Après avoir été investi par un détachement de l’armée anglaise pour empêcher que les Français s’en servent de base arrière pour aller libérer Napoléon à Sainte-Hélène, elle avait connu son époque la plus agitée pendant la Seconde Guerre mondiale en faisant office de base secrète pour relier l’Amérique à l’Europe. C’est à cette époque qu’avait été construite une longue piste d’atterrissage qui devait servir plus tard de poste d’urgence aux célèbres navettes spatiales.
Car la Nasa avait trouvé sur cette île un emplacement idéal pour y mener ses explorations de l’univers à l’abri des regards. Au point d’y avoir testé sur son sol rocailleux et aride son premier véhicule lunaire. Certains allant même jusqu’à dire que le premier pas sur la Lune avait été mis en scène de toutes pièces sur l’île de l’Ascension elle-même.
Christopher referma son guide, soucieux.

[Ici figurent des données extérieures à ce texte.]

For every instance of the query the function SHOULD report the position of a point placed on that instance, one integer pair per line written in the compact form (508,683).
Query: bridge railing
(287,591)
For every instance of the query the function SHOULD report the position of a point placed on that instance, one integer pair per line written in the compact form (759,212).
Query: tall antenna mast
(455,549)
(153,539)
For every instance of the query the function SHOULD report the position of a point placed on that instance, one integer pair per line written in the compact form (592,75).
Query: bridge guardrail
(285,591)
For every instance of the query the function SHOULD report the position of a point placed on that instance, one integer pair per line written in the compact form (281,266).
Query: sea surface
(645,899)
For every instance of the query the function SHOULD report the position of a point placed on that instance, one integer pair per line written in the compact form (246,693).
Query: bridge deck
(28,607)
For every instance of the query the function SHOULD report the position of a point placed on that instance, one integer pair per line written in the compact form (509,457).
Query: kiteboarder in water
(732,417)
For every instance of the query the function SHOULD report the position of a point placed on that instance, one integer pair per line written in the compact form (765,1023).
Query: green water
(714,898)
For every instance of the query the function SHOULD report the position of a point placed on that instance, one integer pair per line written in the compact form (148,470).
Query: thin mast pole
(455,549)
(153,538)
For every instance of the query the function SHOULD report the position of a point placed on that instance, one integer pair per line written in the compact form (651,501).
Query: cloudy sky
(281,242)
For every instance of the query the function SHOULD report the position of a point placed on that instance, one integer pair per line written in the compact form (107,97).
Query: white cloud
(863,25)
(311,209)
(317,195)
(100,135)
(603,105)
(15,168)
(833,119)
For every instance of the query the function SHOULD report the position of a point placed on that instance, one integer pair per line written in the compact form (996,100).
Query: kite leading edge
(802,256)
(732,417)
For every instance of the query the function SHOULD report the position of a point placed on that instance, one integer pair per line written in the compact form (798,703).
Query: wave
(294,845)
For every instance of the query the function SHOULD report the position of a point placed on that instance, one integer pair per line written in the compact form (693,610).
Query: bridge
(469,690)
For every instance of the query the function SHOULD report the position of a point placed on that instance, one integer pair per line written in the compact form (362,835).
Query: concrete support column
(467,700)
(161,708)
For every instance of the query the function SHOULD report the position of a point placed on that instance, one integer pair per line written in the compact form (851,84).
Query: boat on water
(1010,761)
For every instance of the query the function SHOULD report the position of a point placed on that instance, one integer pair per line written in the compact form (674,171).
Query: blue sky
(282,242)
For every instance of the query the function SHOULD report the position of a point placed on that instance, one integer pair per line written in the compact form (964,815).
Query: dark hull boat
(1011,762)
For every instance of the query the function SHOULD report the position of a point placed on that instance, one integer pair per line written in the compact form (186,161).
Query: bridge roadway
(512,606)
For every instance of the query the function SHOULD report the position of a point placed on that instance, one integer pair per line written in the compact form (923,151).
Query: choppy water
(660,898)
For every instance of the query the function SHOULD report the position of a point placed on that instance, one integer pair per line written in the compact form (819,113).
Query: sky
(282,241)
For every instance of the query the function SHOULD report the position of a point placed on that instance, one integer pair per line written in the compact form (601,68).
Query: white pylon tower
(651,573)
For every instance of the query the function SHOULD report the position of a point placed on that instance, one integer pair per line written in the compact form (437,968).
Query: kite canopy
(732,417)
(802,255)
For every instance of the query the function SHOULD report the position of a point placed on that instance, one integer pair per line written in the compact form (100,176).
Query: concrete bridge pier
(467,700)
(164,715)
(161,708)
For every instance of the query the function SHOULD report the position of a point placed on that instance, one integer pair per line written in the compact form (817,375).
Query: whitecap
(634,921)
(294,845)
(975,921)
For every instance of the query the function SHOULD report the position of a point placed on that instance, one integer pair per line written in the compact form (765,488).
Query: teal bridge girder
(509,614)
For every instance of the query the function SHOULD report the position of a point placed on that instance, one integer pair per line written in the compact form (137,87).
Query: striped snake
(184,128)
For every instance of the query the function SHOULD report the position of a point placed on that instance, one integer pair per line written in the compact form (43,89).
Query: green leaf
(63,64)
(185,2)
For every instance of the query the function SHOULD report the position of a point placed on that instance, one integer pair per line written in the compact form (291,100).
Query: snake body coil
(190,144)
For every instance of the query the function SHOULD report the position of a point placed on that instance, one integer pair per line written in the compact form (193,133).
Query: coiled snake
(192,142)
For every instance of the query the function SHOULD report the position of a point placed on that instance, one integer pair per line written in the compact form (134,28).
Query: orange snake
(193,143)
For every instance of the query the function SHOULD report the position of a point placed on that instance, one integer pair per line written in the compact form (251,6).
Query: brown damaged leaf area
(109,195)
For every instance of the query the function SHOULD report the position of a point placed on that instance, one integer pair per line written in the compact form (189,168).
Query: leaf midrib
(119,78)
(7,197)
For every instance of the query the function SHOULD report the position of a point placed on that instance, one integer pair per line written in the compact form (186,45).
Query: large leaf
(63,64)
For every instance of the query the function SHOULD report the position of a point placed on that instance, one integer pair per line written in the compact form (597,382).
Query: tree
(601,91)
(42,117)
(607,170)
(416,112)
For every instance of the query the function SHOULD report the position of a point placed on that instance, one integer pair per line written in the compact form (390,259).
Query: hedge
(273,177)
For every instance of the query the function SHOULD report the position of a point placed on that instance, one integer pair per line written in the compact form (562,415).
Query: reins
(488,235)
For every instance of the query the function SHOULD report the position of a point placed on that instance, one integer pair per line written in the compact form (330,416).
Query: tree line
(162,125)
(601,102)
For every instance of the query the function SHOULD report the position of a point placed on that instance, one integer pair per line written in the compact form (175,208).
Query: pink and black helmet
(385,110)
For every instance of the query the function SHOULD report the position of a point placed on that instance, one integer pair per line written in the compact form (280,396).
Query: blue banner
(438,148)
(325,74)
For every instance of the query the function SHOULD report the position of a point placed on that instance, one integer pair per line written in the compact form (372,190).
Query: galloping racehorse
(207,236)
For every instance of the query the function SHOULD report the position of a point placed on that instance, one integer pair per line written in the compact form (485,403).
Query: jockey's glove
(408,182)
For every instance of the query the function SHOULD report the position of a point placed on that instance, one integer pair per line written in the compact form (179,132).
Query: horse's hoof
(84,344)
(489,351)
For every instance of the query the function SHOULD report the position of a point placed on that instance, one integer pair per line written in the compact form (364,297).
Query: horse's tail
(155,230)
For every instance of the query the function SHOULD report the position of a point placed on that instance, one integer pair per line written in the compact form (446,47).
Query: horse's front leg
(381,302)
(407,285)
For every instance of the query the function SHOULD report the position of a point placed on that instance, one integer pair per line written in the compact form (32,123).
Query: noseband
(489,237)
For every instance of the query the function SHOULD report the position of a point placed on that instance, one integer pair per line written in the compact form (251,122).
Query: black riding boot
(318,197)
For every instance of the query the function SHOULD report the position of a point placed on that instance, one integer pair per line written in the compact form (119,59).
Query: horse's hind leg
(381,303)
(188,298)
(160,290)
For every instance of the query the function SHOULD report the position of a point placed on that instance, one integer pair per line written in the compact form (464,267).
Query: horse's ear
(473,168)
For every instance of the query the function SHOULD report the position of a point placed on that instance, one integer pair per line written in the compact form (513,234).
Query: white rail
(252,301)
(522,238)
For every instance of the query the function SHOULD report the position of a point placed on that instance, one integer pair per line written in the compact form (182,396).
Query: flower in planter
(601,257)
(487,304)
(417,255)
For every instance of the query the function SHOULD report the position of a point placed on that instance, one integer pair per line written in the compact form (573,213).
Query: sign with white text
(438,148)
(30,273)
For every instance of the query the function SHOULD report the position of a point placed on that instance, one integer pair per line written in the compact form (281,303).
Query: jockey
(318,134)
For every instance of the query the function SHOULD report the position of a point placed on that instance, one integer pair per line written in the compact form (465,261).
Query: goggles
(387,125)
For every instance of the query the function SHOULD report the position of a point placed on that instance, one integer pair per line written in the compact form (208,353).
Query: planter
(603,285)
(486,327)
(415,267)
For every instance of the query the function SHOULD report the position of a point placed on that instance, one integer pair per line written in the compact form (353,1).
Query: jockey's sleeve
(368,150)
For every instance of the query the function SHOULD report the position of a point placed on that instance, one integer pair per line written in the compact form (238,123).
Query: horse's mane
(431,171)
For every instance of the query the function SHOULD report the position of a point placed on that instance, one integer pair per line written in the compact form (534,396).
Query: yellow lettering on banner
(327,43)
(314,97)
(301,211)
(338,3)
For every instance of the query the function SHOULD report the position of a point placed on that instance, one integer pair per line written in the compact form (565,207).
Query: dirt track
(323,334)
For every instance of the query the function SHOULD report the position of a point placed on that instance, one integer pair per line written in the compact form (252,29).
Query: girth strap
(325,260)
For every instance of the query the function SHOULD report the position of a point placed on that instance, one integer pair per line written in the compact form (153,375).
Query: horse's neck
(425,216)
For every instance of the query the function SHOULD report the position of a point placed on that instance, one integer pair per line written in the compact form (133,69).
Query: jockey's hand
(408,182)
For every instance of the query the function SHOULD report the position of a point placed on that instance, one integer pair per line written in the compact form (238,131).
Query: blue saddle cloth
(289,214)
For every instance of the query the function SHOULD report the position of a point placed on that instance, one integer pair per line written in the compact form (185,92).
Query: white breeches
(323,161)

Il craignait que le laboratoire ayant servi de lieu pour les recherches du projet 488 n’ait été installé au sein de la base militaire anglo-américaine encore en activité aujourd’hui. Ce qui rendrait leurs recherches tout simplement impossibles.
Les yeux brûlants de fatigue, il appuya sa tête sur le dossier et se tourna vers Sarah. Pendant près d’une heure, il ne l’avait pas regardée et il lui sembla que ses yeux étaient un peu rouges. Elle aussi devait être épuisée.
— Ça va ? demanda-t-il.
— La photo de ton père.
— Quoi ?
— La photo de ton père, reprit-elle comme si de rien n’était. C’est la seule chose qui pourra nous aider à localiser l’endroit qu’on cherche sur l’île.
Cette femme était décidément difficile à suivre, pensa Christopher.
— Oui, il faudra qu’on compare le relief montagneux que l’on a sous les yeux avec celui de la photo… En espérant qu’il ne se trouve pas juste derrière la base militaire actuelle.
— J’ai pensé à la même chose, avoua-t-elle. Mais ça m’étonnerait que l’armée ait réinvesti des locaux qui ont abrité des expériences que le gouvernement a voulu faire oublier à tout jamais.
Rassuré par cette réflexion de bon sens, Christopher se détendit un peu.
— On a sept heures pour rassembler nos dernières forces, précisa Sarah avant de tirer une couverture sur elle et de se tourner sur le côté.
Christopher acquiesça en silence. Dans l’obscurité et l’attente silencieuse, toute cette situation lui semblait encore plus irréelle. Et pourtant, l’angoisse qu’il ressentait était bien là.
Lorsque les paupières de Christopher se fermèrent enfin, l’avion militaire venait de s’incliner au-dessus de l’Atlantique pour s’éloigner des côtes du continent africain et prendre le cap sud-est vers la lointaine île de l’Ascension.